The error bar surrounding the mean trajectory indicates the standard deviation at each point along the trajectory. The data are presented in four segments: (A) illustrates the results for treadmill walking, (B) for slow-speed overground walking, (C) for comfortable-speed overground walking, and (D) for fast-speed overground walking. The phase calculated by neural network model from fold 2 of each trial was depicted by the colorbar, displayed in radians. (A, B, C, D) The heel strike phase is represented by the color orange-red, while the toe-off phase is indicated by the color turquoise.

https://doi.org/10.1371/journal.pone.0312761.g008

Quantitative results

The performance of pre-trained neural network model.

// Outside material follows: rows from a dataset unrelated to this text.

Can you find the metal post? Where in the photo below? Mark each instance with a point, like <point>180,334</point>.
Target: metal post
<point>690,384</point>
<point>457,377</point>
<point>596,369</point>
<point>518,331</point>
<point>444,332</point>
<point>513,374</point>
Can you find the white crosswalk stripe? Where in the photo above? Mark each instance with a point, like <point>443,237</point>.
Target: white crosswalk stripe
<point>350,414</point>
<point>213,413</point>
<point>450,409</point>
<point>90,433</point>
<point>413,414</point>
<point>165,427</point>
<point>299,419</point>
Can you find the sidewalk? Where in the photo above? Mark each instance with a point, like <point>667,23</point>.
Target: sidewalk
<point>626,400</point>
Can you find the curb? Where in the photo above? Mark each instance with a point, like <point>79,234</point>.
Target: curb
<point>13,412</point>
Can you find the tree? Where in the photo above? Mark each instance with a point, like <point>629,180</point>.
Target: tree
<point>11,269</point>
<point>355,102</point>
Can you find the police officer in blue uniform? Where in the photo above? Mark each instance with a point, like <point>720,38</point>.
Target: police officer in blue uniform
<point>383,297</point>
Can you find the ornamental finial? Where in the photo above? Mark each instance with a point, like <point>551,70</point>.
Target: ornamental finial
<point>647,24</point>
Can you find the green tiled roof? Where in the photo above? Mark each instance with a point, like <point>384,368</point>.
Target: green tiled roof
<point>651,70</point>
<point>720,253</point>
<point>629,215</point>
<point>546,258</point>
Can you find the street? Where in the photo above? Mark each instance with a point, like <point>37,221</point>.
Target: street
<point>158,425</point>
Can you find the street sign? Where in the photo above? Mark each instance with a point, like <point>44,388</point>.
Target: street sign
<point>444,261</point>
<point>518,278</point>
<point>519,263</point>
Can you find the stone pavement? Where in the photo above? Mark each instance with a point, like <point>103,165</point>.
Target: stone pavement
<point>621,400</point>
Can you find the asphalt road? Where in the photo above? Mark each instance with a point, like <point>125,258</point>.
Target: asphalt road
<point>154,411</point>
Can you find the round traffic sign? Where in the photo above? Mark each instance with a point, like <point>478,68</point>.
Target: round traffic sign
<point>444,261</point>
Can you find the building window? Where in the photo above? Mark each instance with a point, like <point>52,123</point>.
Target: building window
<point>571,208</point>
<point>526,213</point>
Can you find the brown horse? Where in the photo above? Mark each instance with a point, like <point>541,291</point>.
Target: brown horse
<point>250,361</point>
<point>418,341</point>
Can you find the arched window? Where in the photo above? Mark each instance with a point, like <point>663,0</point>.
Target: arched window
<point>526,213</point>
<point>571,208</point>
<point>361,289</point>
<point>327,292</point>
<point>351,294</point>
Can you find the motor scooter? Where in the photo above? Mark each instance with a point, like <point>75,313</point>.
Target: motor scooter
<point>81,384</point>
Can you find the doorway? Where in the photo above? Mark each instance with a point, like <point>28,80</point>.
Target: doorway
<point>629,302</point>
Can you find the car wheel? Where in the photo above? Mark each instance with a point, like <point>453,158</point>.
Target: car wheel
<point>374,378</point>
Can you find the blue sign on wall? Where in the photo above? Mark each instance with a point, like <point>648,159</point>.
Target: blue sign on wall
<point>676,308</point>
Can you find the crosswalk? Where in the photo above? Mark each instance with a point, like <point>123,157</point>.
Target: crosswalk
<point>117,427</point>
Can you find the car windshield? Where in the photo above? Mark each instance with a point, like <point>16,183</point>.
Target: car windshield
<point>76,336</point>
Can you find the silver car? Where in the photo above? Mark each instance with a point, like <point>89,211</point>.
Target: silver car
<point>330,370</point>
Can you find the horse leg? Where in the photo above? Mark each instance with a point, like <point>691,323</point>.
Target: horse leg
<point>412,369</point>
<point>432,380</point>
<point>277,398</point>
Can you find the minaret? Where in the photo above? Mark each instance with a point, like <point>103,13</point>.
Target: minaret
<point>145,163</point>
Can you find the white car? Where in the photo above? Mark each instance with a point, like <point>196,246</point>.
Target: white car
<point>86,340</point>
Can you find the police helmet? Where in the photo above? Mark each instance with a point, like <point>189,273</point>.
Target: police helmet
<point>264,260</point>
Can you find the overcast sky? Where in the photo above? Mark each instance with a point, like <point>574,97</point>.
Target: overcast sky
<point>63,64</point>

A 4-fold cross-validation method was employed to evaluate the proposed neural network models in detecting gait phases in terms of the average time error. As depicted in Fig 9, the results reveal variations in time errors across different folds. These results demonstrate that each pre-trained model employs a distinct strategy to balance the time error associated with each gait event, as evidenced by the significant variations in time error for detecting gait events across different folds. Consequently, if an application necessitates precise detection of specific gait events, it is essential to evaluate the time error associated with gait event detection. This evaluation will help determine which pre-trained model is most suitable for the application’s requirements. A summary of the average time errors for all four gait phases across all folds is presented in Table 2. The average time errors for the testing and validation data from all folds are 11.96±12.74 ms, which are sufficient for detecting continuous gait phases in real-time applications [4650].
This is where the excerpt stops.